Mentioning his siblings seemed to have the desired effect. Charles turned and started to leave, glancing back over his shoulder. “Thomas, bring refreshments to the study.”
“Very good, sir,” Thomas replied, although Danny saw the former butler roll his eyes and doubted the man would be following through with his father’s order.
Daniel cast one last look over his shoulder and then followed his father out of the servants’ lounge. He was kind of surprised that Charles even knew the small room existed. He had certainly never seen his father in there. He had never even seen him in the kitchen. Charles O’Shay did not do manual labor. He might sweat and that would mar his perfectly pressed suit.
He hired people to sweat for him.
The silence that followed him as he walked toward his father’s study was ominous. Danny was still confused about why he had been called home. Whatever his father had to say to him obviously involved the entire family.
Danny couldn’t rightly say what scared him more, the fact that his father had called him home or the fact that all of his siblings seemed to be there as well. If he had a choice, he would turn and hightail it out of the family home just as fast as his feet would carry him.
Danny’s jaw dropped when they reached the foyer.
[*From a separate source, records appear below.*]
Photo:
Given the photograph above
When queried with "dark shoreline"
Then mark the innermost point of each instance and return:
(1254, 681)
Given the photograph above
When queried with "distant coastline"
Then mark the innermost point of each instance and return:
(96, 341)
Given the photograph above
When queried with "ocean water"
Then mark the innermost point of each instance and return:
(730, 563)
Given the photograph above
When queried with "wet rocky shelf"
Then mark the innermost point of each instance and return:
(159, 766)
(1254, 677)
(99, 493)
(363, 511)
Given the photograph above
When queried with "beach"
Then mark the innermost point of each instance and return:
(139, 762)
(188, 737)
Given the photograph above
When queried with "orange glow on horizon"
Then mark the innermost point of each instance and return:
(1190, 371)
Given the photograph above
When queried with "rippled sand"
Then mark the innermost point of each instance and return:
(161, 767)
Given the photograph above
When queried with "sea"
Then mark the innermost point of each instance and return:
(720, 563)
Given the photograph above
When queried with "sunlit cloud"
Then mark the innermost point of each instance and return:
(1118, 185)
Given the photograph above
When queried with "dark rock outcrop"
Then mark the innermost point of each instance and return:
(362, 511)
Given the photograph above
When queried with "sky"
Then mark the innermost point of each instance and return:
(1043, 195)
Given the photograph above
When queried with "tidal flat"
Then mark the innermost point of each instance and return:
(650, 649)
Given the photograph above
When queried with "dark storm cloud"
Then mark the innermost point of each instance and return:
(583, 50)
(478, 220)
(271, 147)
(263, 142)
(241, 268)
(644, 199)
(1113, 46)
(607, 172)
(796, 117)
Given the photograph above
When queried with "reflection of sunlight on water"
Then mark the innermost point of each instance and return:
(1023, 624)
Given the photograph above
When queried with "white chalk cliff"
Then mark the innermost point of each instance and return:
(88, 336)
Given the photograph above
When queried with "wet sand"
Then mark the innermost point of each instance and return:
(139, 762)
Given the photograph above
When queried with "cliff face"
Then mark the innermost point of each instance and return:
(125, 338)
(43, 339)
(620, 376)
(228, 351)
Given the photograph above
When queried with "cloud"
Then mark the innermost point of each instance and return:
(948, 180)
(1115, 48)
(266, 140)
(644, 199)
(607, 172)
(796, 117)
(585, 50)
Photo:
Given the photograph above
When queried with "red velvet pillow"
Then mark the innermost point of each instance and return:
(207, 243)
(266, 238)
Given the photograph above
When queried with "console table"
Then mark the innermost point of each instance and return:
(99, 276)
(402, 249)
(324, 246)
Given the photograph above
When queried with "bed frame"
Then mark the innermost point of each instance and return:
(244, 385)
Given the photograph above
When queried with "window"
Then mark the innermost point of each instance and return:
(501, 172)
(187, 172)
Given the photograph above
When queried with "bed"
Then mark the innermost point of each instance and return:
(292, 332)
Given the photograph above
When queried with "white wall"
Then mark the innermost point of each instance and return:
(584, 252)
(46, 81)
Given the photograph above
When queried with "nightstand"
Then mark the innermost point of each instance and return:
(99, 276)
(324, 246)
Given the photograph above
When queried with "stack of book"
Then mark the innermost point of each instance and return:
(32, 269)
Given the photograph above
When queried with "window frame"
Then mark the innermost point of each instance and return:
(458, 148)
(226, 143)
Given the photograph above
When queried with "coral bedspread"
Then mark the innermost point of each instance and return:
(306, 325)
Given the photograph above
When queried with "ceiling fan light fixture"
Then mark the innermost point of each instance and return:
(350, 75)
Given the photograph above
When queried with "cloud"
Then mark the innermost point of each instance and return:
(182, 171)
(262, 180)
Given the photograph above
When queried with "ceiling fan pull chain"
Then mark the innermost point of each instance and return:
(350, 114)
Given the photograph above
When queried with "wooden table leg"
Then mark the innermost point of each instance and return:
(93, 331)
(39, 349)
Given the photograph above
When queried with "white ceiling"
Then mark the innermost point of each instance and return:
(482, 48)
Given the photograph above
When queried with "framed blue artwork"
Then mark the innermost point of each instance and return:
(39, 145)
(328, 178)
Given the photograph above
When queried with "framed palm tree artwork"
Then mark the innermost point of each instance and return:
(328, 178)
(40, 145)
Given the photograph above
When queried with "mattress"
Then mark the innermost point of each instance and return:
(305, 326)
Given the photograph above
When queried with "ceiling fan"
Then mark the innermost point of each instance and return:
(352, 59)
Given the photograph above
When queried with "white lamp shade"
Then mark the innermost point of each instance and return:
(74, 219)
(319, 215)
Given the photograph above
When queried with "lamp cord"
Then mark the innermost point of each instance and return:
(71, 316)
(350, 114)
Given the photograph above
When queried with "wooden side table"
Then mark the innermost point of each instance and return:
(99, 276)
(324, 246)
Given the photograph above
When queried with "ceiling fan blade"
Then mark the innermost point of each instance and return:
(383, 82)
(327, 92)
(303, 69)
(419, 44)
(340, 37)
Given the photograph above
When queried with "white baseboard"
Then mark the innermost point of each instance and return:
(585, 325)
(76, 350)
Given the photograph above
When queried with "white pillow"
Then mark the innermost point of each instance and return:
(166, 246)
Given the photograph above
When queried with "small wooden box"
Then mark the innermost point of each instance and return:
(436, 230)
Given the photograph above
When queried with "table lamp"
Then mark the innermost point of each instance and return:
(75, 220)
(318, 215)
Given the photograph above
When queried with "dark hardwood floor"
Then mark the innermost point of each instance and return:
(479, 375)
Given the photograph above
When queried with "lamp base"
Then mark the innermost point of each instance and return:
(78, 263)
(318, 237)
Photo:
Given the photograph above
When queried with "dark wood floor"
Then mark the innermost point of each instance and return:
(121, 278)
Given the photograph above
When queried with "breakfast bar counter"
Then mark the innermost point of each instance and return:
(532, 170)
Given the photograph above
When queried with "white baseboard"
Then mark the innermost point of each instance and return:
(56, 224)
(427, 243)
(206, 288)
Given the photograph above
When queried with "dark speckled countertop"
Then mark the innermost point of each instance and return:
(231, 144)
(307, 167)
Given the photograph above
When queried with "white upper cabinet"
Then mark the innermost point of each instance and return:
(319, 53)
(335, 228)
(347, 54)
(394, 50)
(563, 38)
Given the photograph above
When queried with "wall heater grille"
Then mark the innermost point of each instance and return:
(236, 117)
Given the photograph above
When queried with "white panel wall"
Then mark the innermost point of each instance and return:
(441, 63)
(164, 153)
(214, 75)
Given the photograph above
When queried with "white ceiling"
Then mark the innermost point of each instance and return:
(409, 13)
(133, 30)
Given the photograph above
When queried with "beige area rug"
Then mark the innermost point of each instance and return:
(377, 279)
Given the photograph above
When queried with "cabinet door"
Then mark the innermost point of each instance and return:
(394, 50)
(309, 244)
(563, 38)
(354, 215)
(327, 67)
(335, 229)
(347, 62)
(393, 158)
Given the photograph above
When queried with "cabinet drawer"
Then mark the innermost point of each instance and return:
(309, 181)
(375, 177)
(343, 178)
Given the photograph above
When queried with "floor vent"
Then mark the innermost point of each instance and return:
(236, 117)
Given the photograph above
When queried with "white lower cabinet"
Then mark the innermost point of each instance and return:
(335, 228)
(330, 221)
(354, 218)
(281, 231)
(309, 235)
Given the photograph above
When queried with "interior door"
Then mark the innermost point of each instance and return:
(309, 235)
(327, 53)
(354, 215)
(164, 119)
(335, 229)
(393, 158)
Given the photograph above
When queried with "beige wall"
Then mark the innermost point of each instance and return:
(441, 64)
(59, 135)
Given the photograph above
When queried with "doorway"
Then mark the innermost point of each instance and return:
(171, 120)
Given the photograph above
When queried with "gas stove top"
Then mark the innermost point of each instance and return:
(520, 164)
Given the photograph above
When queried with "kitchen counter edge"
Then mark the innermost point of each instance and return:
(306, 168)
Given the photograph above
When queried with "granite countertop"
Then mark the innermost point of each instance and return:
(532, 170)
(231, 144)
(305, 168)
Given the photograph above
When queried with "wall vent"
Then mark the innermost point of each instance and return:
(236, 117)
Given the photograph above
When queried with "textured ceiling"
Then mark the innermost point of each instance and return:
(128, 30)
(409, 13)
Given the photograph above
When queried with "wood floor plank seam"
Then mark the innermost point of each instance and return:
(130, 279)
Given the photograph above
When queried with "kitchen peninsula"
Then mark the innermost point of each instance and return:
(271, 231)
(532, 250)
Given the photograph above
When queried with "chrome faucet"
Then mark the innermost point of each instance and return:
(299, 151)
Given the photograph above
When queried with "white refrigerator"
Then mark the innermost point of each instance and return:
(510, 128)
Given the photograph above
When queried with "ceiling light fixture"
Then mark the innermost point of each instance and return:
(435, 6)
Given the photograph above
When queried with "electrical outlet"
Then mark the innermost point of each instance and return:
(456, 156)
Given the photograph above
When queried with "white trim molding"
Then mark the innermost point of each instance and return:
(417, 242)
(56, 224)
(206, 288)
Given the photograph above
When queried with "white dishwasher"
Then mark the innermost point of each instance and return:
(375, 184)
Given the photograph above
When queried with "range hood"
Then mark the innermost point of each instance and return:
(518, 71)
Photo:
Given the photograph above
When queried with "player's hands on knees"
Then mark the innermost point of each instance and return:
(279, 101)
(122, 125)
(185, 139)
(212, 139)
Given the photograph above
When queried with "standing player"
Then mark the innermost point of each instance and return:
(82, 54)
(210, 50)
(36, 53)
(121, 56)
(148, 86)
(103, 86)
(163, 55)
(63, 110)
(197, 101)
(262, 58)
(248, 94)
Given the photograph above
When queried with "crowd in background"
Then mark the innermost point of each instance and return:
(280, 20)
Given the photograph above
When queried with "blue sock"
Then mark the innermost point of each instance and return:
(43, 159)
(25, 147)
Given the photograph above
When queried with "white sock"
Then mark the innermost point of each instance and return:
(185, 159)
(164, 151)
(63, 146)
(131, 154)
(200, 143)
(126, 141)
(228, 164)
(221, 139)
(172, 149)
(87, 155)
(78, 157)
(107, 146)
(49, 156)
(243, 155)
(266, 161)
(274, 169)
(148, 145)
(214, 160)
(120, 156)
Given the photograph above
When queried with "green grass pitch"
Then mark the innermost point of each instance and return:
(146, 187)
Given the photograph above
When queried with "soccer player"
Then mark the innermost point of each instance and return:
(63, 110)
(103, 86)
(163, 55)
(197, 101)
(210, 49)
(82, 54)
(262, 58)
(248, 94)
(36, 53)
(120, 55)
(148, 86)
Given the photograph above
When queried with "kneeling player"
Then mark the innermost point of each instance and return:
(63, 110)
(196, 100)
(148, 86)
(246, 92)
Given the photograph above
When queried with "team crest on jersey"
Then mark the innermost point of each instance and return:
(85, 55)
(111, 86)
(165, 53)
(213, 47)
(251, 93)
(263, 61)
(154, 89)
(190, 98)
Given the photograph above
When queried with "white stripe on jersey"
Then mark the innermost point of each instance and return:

He wasn’t standing in the middle of the foyer he remembered from his childhood. He wasn’t even sure he was in the same house. The old wooden stairs that went to the second and third floors had been replaced with white marble, the railings glittering with gold filigree. A huge crystal chandelier now hung from the middle of the ceiling.
Was that a Ming vase?
“You redecorated.”
“My wife didn’t like the décor.”
Danny almost tripped over his feet as he skidded to a stop. “Your wife?”